Plot compression ratio vs. speed for each codec and configuration:

Ratio
5.0 |                                    * Bzip2-9
    |                           * Zstd-19
4.0 |                      * Zstd-9
    |                 * Zstd-5
3.0 |            * Zstd-3
    |       * Zstd-1
2.0 |    * LZ4-1   * Snappy
    |
1.0 +----------------------------------------- Speed
     500 MB/s                    10 MB/s

Choose the point that meets your requirements. If you need >3:1 ratio and >100 MB/s, Zstd level 5 is a good choice. If you need >500 MB/s, LZ4 or Snappy are your options.

Context Matters

A benchmark result is only meaningful in context. Always state:

  1. What data you used (type, size, entropy).
  2. What hardware you ran on (CPU, cores, memory).
  3. What versions of everything (Elixir, OTP, ExCodecs, underlying libraries).
  4. What configuration you used (codec options).

When to Re-Benchmark

Re-benchmark when:

  • You upgrade ExCodecs or any dependency.
  • You change hardware or deployment environment.
  • You change your data format or typical payload size.
  • You change the number of concurrent compression operations.

Summary

  1. Benchmark with your actual data and hardware.
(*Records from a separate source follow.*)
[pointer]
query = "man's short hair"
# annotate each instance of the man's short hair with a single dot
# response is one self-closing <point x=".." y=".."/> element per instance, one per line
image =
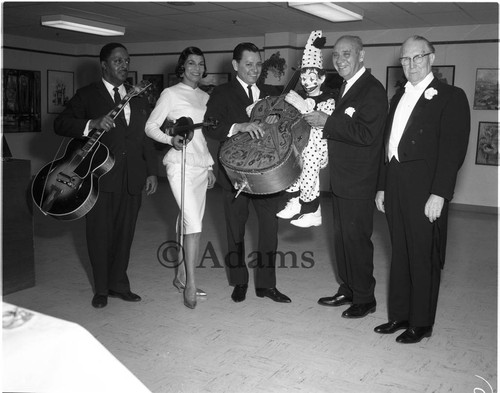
<point x="108" y="48"/>
<point x="244" y="46"/>
<point x="429" y="45"/>
<point x="354" y="38"/>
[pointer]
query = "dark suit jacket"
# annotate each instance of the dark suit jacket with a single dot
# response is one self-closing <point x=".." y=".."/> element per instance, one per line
<point x="355" y="132"/>
<point x="132" y="149"/>
<point x="437" y="132"/>
<point x="227" y="105"/>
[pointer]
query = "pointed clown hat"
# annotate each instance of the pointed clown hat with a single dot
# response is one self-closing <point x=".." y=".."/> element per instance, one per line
<point x="312" y="56"/>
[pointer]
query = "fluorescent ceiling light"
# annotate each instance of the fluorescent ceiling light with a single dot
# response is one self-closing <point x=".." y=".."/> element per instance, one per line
<point x="328" y="11"/>
<point x="82" y="25"/>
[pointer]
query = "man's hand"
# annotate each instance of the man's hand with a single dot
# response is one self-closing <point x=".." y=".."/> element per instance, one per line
<point x="433" y="207"/>
<point x="151" y="185"/>
<point x="178" y="141"/>
<point x="379" y="201"/>
<point x="303" y="106"/>
<point x="316" y="119"/>
<point x="102" y="123"/>
<point x="254" y="129"/>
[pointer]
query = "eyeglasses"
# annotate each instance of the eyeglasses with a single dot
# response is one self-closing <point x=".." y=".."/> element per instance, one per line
<point x="119" y="61"/>
<point x="416" y="59"/>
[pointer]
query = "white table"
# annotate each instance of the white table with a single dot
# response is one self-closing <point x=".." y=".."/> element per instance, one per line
<point x="50" y="355"/>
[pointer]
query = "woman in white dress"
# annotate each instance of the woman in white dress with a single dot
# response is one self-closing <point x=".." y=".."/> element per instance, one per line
<point x="186" y="99"/>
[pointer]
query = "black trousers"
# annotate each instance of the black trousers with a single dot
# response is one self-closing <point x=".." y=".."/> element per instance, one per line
<point x="263" y="259"/>
<point x="415" y="270"/>
<point x="110" y="227"/>
<point x="353" y="227"/>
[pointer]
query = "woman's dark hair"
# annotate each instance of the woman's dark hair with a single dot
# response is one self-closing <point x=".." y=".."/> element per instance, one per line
<point x="108" y="48"/>
<point x="240" y="48"/>
<point x="191" y="50"/>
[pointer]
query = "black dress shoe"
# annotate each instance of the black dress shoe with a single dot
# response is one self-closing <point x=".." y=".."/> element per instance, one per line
<point x="360" y="310"/>
<point x="414" y="335"/>
<point x="391" y="327"/>
<point x="239" y="293"/>
<point x="273" y="294"/>
<point x="99" y="301"/>
<point x="127" y="296"/>
<point x="336" y="300"/>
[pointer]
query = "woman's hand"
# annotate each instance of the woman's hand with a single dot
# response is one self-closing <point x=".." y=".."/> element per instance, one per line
<point x="211" y="179"/>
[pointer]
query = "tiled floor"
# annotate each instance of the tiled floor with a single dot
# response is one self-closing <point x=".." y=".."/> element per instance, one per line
<point x="262" y="346"/>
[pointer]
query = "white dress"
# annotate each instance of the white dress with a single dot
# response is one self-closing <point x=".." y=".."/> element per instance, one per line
<point x="175" y="102"/>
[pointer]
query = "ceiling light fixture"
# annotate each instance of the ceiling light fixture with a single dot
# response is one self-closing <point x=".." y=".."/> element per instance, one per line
<point x="328" y="11"/>
<point x="82" y="25"/>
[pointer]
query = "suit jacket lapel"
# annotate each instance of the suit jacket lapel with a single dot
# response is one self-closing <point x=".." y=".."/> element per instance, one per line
<point x="240" y="92"/>
<point x="419" y="107"/>
<point x="353" y="90"/>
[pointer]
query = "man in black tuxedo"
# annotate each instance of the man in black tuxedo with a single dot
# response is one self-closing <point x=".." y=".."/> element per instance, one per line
<point x="110" y="224"/>
<point x="426" y="141"/>
<point x="227" y="104"/>
<point x="355" y="134"/>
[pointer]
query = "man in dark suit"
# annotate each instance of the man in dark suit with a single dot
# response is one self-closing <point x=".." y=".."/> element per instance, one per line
<point x="110" y="225"/>
<point x="426" y="141"/>
<point x="227" y="104"/>
<point x="355" y="134"/>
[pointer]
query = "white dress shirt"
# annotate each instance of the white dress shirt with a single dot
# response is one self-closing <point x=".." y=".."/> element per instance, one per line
<point x="126" y="109"/>
<point x="255" y="94"/>
<point x="403" y="111"/>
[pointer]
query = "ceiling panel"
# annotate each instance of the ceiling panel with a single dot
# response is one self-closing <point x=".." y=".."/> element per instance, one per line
<point x="161" y="21"/>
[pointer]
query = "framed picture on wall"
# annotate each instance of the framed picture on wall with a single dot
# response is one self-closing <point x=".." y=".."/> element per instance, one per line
<point x="206" y="84"/>
<point x="156" y="88"/>
<point x="132" y="78"/>
<point x="396" y="78"/>
<point x="211" y="80"/>
<point x="487" y="143"/>
<point x="59" y="90"/>
<point x="445" y="74"/>
<point x="486" y="89"/>
<point x="172" y="79"/>
<point x="21" y="101"/>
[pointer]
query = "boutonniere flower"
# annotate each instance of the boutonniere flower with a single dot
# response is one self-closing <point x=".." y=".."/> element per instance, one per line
<point x="429" y="93"/>
<point x="350" y="111"/>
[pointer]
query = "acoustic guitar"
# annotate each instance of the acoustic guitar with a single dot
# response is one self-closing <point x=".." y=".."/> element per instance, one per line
<point x="67" y="188"/>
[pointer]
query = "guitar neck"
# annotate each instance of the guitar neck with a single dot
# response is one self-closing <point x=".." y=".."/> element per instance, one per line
<point x="96" y="135"/>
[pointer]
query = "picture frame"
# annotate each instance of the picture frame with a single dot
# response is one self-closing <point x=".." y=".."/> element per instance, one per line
<point x="206" y="84"/>
<point x="153" y="93"/>
<point x="132" y="78"/>
<point x="21" y="105"/>
<point x="60" y="89"/>
<point x="487" y="143"/>
<point x="396" y="79"/>
<point x="486" y="89"/>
Synthetic benchmarks are not reliable.
  2. Measure throughput, ratio, memory, and tail latency. Do not focus on only one metric.
  3. Use Benchee with adequate warmup and measurement time.
  4. Record your environment for reproducibility.
  5. Test both compression and decompression. Read-heavy workloads should prioritize decompression speed.
  6. Test multiple data sizes. Performance characteristics change as data size increases.
  7. Avoid averaging away tail latency. Use p99 and max for latency-sensitive systems.